Louise Wimmer, c'est le nom de cette femme de 50 ans que la caméra de Cyril Menneguin (documentariste qui s'essaie pour la première fois à la fiction) va coller aux basques pendant une heure et vingt. On ne saura pas grand chose de sa vie d'avant, les informations nous sont données tardivement, et au compte goutte, on devine juste que ses ennuis ont commencé suite à une rupture avec le père de sa fille d'une vingtaine d'années, et que celle ci fait tout pour éviter sa mère, certainement honteuse de voir cette dernière flirter trés dangereusement avec la marginalité. Car Louise Wimmer est totalement ce que l'opinion publique a appellé depuis une dizaine d'années "un travailleuse pauvre", cette catégorie de gens qui ont un revenu, mais pas assez suffisant pour s'en sortir financièrement. Les ménages que fait Louise dans un hôtel médiocre et chez quelques particuliers ne lui permettent pas de trouver un logement, et elle est donc obligée d'aller dormir dans sa voiture toutes les nuits. Sa voiture est son seul véritable allié, et on se sent à trembler pour elle lorsqu'elle son auto donne de sérieux signes de faiblesses.

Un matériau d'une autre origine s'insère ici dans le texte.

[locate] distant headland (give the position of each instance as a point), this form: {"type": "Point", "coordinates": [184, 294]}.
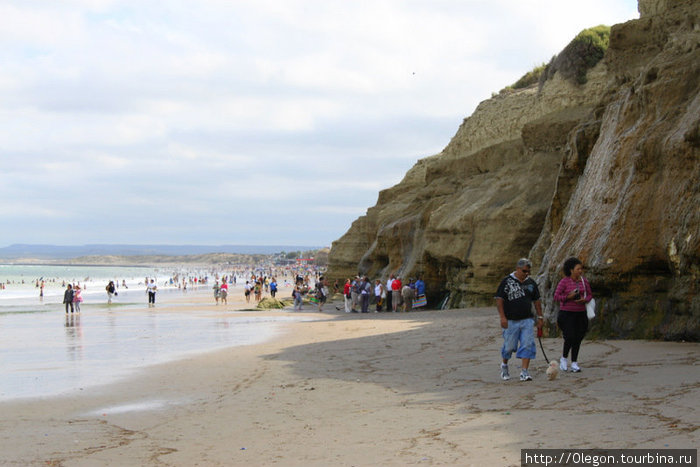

Vous l'aurez compris, j'ai trouvé que "Louise Wimmer"est un très beau film à l'image de son héroîne, apre, aride, maisfilm-louise-wimmer-en-streaming_4lig9_1vr8sp digne et intègre. Moi qui cotoie régulièrement des profils similaires, je dois reconnaitre que le trait n'est absolument pas forcé et que toutes les scènes sont d'une justesse épatante. Alors, comme je le disais dans ma critique sur Une Vie Meilleure, ce film renvoie au visage une réalité si dure que tout le monde n'a pas forcément envie de le voir dans les salles obscures, et par rapport au film de Cédric Kahn ce film est sans doute moins accessible car plus radical dans sa forme et le fond ( avec très-trop?- peu de rebondissements, mais là n'était pas le propos du cinéaste) et une absence de tête d'affiche comme Guillaume Canet peut l'être.
Cela dit, on a déja lu ici et là l'énorme performance de Corinne Masiero (une actrice que je ne connaissais pas du tout, alors même que je me vante de connaitre tous les 3ème et 4ème rôles du cinéma français), mais il faut le redire une fois de plus tant elle incarne cette Louise Wimmer avec une force et une véracité incroyable.
Les autres acteurs, même ceux qui passent deux secondes à l'écran sont aussi criants de vérité, ce qui n'est pas toujours le cas dans ce genre de cinéma. Cyril Menneguin a visiblement voulu faire un cinéma ultraréaliste à la manière des frères Dardenne, et personnellement, j'y ai trouvé plus d'émotions que dans la plupart des films des frères bi palmés, notamment lors de la scène où Louise retrouve sa fille, scène bouleversante dans les non dits et l'humiliation qu'elle recèle.
Bref, Louise Wimmer, qu'on quitte à la fin du film avec une petite lueur d'espoir (la toute première) est un de ces êtres qu'on est trés heureux d'avoir découvert et on remercie le jeune cinéma français d'oser s'aventurer sur ces contrées pour nous proposer de si beaux portraits de femmes, comme le cinéma anglais nous le proposait il y a une ou deux décennies (le film fait beaucoup penser au Ladybird de Ken Loach).